Robert Downey Jr. stars in a scene from the movie "Avengers: Age of Ultron."

"The Avengers" and Friedrich Nietzsche | Very Rev. Robert Barron | CWR blog

Joss Whedon’s “Avenger” films work as a sort of antidote to Tolkien and Lewis, shaping the imaginations of young people so as to receive a distinctly different message


C.S. Lewis, J.R.R. Tolkien, and their colleagues in the Inklings wanted to write fiction that would effectively “evangelize the imagination,” accustoming the minds, especially of young people, to the hearing of the Christian Gospel. Accordingly, Tolkien’s Gandalf is a figure of Jesus the prophet and Lewis’s Aslan a representation of Christ as both sacrificial victim and victorious king. Happily, the film versions of both The Lord of the Rings and The Chronicles of Narnia have proven to be wildly popular all over the world.

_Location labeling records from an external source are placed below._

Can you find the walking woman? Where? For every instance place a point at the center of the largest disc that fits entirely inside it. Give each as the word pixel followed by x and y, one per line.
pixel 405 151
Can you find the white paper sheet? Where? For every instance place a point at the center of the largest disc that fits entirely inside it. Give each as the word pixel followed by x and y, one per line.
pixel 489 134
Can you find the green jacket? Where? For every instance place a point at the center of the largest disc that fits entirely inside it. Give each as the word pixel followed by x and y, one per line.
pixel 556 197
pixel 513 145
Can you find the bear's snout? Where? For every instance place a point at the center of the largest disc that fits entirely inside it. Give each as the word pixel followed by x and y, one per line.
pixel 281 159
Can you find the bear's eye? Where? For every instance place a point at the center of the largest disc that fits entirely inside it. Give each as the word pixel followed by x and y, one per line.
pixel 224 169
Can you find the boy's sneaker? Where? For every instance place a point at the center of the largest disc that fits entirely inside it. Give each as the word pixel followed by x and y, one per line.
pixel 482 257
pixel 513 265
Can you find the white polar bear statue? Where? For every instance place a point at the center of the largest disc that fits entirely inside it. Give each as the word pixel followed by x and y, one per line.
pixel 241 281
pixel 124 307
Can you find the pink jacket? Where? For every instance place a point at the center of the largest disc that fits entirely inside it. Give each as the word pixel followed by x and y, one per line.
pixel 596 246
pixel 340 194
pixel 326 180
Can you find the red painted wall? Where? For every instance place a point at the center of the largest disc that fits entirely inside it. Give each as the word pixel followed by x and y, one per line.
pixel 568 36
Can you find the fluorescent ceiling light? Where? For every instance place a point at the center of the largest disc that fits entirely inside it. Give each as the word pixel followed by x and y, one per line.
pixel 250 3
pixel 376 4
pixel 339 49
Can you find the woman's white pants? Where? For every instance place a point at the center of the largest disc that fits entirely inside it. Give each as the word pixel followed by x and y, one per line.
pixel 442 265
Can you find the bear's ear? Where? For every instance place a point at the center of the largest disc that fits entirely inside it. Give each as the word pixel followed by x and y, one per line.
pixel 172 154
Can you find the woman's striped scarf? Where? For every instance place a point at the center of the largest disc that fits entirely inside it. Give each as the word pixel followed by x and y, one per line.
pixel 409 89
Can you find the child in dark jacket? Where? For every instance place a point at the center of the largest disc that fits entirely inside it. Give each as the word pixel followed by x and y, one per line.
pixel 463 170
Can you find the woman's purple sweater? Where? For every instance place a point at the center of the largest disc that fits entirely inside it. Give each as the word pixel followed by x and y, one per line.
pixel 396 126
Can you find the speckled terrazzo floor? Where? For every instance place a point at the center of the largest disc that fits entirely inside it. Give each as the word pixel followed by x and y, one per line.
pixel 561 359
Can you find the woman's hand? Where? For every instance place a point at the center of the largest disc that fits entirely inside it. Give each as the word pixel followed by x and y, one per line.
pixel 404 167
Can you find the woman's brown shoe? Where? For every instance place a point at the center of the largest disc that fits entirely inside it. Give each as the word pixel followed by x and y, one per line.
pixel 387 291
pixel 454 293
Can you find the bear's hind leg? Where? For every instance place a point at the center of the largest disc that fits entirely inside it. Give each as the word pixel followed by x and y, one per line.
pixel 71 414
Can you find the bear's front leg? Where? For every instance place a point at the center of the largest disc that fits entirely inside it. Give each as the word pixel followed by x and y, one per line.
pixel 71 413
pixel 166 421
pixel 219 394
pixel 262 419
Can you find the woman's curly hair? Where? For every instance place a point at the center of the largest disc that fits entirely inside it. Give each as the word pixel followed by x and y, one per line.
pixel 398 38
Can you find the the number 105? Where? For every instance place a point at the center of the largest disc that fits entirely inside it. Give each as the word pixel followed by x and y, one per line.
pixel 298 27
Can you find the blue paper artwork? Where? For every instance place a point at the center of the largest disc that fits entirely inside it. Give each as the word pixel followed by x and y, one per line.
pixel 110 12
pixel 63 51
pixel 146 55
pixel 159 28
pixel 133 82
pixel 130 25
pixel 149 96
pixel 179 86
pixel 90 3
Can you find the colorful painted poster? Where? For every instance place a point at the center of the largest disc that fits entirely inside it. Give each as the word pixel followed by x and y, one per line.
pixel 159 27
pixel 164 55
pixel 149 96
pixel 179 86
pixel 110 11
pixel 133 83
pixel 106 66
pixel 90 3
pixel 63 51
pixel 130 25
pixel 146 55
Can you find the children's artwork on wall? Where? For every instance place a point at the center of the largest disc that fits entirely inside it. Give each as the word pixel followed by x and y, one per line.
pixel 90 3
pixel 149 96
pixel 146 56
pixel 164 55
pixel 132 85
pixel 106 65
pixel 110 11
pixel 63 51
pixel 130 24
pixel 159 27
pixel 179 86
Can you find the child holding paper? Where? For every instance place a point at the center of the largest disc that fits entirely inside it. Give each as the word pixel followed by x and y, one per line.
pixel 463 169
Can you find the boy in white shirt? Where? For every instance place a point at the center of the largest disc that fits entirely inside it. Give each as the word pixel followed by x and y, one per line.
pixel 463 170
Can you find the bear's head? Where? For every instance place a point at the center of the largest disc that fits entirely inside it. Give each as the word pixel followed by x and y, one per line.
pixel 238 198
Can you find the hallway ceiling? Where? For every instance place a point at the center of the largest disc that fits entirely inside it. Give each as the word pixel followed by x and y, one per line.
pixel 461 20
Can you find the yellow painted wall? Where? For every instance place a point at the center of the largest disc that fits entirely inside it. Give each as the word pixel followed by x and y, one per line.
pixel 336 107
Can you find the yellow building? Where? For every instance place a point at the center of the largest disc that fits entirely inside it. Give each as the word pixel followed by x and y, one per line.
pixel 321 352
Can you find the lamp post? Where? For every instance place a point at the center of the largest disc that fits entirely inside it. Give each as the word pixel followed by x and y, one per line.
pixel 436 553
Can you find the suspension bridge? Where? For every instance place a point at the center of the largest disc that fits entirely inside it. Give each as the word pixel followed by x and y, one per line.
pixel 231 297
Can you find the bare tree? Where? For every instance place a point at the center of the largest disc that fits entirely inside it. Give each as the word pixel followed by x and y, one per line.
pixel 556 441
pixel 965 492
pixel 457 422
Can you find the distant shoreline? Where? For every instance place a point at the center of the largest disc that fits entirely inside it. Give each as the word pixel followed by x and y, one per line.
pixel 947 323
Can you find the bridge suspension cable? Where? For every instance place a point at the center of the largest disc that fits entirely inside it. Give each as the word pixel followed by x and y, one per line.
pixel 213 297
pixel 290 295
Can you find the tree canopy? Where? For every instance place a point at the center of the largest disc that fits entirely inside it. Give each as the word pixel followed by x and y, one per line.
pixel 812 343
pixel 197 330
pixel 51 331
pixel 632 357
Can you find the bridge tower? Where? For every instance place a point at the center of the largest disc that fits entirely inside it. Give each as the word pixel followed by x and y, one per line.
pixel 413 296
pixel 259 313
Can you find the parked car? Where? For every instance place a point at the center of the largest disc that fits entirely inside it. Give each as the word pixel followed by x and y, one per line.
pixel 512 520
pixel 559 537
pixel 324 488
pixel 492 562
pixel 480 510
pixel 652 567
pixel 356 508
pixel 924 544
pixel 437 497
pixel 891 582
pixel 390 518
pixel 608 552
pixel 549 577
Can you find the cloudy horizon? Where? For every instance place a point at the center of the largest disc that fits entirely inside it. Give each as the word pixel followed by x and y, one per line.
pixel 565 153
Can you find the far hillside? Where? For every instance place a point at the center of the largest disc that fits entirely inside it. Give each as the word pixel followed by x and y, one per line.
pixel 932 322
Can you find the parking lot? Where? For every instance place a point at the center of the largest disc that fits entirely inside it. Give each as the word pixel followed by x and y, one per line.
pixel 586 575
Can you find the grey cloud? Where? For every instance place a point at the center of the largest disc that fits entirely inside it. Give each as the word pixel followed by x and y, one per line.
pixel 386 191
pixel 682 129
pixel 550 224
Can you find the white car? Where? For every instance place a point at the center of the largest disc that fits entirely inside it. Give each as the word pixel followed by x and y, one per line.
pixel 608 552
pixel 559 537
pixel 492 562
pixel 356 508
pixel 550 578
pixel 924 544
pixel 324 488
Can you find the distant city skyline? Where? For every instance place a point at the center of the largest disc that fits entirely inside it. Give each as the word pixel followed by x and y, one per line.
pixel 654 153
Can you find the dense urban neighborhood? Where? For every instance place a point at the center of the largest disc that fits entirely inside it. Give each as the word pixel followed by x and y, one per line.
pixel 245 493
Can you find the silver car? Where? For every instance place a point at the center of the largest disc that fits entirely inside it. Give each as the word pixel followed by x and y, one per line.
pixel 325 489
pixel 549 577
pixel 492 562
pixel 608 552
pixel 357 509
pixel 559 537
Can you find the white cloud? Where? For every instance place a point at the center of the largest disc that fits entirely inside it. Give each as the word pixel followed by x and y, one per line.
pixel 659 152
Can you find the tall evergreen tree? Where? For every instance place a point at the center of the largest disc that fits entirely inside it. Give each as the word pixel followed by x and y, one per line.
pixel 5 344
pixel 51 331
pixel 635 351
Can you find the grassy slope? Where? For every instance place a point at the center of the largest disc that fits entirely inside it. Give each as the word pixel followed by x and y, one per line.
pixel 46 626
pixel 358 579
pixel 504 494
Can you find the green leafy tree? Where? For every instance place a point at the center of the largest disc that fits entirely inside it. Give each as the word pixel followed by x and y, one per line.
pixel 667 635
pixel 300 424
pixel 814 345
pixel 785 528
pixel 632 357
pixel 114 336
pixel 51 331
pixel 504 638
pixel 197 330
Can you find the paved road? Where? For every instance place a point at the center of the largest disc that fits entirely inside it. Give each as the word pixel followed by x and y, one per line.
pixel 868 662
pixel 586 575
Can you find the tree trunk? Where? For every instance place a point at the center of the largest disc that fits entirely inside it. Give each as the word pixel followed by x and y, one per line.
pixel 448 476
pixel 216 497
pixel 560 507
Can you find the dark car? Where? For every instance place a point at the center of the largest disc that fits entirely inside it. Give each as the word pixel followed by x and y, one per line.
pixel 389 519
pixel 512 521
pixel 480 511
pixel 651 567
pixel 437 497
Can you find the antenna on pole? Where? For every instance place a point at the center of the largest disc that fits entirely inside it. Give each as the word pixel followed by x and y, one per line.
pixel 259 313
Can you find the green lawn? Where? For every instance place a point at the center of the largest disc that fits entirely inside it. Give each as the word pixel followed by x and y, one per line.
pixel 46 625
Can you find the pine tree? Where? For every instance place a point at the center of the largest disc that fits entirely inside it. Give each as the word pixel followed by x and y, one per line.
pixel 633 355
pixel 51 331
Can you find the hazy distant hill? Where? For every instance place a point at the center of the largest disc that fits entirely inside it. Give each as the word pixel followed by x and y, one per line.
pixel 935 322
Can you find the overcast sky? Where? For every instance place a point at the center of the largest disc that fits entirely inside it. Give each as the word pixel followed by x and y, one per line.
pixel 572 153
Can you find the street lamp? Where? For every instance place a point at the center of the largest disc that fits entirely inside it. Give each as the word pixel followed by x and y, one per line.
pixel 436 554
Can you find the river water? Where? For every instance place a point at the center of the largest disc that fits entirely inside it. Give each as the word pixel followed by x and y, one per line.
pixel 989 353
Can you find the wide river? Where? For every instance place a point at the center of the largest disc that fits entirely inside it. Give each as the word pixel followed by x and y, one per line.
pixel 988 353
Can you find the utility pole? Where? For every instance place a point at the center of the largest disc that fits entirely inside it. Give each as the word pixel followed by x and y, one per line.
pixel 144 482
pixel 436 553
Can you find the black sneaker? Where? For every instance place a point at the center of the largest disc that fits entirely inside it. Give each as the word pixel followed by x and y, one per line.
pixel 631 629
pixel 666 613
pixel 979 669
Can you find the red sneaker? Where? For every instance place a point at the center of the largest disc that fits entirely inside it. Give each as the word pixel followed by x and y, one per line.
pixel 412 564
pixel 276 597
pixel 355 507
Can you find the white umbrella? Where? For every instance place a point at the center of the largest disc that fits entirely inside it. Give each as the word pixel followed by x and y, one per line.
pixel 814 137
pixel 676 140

Not so happily, Joss Whedon’s “Avenger” films, the second of which has just appeared, work as a sort of antidote to Tolkien and Lewis, shaping the imaginations of young people so as to receive a distinctly different message. It is certainly relevant to my purpose here to note that Whedon, the auteur behind Buffy the Vampire Slayer, Firefly, and many other well-received films and television programs, is a self-avowed atheist and has, on many occasions, signaled his particular dissatisfaction with the Catholic Church.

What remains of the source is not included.